Decline in Insolvencies in 2010
2010 saw a significant fall in the amount of corporate insolvencies in 2010 as more companies fought back against the economy to avoid going bust.
Figures showed that companies going insolvent dropped from 19,512 to 15,894 in 2010, according to figures released by PricewaterhouseCoopers which is a 23% decline. It is understood that these are the lowest levels of insolvencies since 2008 which coincided with the fall of Lehman Brothers.

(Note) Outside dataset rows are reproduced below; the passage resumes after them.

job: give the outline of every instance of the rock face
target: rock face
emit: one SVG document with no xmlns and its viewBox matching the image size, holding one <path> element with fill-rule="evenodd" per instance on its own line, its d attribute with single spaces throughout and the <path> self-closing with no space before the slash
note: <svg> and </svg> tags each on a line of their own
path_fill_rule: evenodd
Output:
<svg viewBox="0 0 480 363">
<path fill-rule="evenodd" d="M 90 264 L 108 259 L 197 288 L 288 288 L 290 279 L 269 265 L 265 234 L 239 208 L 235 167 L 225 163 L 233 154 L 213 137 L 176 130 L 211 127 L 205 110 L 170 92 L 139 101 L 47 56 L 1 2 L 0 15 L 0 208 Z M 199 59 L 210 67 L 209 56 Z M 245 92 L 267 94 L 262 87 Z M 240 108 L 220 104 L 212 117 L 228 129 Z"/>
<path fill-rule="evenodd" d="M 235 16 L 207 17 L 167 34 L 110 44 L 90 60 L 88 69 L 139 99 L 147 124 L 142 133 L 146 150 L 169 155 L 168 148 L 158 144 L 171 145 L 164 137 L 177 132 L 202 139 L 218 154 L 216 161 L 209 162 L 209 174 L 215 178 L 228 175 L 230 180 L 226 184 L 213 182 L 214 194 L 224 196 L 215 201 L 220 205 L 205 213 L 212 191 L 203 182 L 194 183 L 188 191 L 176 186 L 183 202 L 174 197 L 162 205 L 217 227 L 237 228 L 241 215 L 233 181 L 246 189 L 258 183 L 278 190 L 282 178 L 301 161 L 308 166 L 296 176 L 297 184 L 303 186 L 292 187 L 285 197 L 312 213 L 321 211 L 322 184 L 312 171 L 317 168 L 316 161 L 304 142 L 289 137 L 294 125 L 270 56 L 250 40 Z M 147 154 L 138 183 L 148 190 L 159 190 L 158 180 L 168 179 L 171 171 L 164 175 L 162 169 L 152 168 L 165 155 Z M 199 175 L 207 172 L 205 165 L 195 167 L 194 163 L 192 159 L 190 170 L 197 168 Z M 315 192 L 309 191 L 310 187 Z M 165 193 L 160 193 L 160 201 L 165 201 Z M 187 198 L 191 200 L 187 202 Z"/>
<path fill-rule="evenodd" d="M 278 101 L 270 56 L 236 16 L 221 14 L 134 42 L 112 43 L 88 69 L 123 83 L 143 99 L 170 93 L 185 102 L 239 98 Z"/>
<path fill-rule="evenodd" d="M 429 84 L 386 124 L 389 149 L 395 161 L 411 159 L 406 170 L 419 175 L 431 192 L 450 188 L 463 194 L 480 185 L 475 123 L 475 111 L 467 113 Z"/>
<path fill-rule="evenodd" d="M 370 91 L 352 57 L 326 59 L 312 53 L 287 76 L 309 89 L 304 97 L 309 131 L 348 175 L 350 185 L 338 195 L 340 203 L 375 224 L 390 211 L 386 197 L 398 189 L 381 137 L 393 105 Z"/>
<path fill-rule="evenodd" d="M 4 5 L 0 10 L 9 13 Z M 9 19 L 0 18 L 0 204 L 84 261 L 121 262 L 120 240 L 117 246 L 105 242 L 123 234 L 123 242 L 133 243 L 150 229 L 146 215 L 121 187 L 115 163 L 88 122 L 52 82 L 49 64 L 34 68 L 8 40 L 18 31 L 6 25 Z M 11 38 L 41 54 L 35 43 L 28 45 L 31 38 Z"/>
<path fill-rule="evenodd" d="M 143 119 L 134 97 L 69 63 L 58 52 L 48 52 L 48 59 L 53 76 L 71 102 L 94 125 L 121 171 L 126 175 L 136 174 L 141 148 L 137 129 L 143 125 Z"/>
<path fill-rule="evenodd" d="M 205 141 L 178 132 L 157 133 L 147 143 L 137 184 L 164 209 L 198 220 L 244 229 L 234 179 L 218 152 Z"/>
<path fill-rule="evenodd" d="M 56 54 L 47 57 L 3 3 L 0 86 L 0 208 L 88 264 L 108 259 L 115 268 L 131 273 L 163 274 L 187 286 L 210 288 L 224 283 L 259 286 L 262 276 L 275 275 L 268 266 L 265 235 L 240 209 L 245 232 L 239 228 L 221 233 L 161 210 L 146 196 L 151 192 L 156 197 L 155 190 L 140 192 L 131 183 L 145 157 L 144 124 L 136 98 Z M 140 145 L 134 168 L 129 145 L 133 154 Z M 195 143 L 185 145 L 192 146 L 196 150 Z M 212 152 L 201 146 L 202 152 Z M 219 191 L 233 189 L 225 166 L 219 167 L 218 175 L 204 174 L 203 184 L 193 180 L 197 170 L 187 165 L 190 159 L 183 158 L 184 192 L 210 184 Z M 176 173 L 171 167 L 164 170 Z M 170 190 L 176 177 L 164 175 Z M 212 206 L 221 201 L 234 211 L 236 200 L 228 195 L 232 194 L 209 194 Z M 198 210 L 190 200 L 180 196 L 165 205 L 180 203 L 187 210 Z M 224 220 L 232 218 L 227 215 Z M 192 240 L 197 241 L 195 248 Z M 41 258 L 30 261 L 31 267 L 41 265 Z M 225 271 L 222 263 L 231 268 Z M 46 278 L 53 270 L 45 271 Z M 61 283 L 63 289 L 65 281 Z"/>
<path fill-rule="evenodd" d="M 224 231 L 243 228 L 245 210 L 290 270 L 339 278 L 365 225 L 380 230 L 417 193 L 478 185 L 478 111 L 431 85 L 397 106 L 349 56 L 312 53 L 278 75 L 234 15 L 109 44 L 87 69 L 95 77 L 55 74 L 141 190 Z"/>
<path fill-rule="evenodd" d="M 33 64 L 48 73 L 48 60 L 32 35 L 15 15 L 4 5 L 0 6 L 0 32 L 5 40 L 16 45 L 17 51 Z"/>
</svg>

Quarterly figures were also encouraging with the 3,605 companies who went insolvent in the last quarter of 2010 representing a 19% decrease on the corresponding period for 2009 and a 6% decrease on the previous quarter. Although 565 construction firms and 399 retailers went into insolvency in 2010 PricewaterhouseCoopers did declare that even the worst affected sectors had also shown significant improvements when compared to 2009.
Mike Jervis, business recovery services partner at PwC, said: “2010 has seen insolvency volumes stabilise as businesses are proactively managed in intensive care and options other than insolvency,” (such as debt collection), ” are pursued with vigour. However, UK businesses are certainly not out of the woods yet, as we expect looming public sector cuts to hit the bottom line of many public sector suppliers.”
PwC did warn that construction and manufacturing continued to be viewed as the sectors most at risk of insolvency in 2010, with retail, hospitality and real estate industries continuing to struggle. PwC also warned that this year public sector cuts would have a negative effect on suppliers.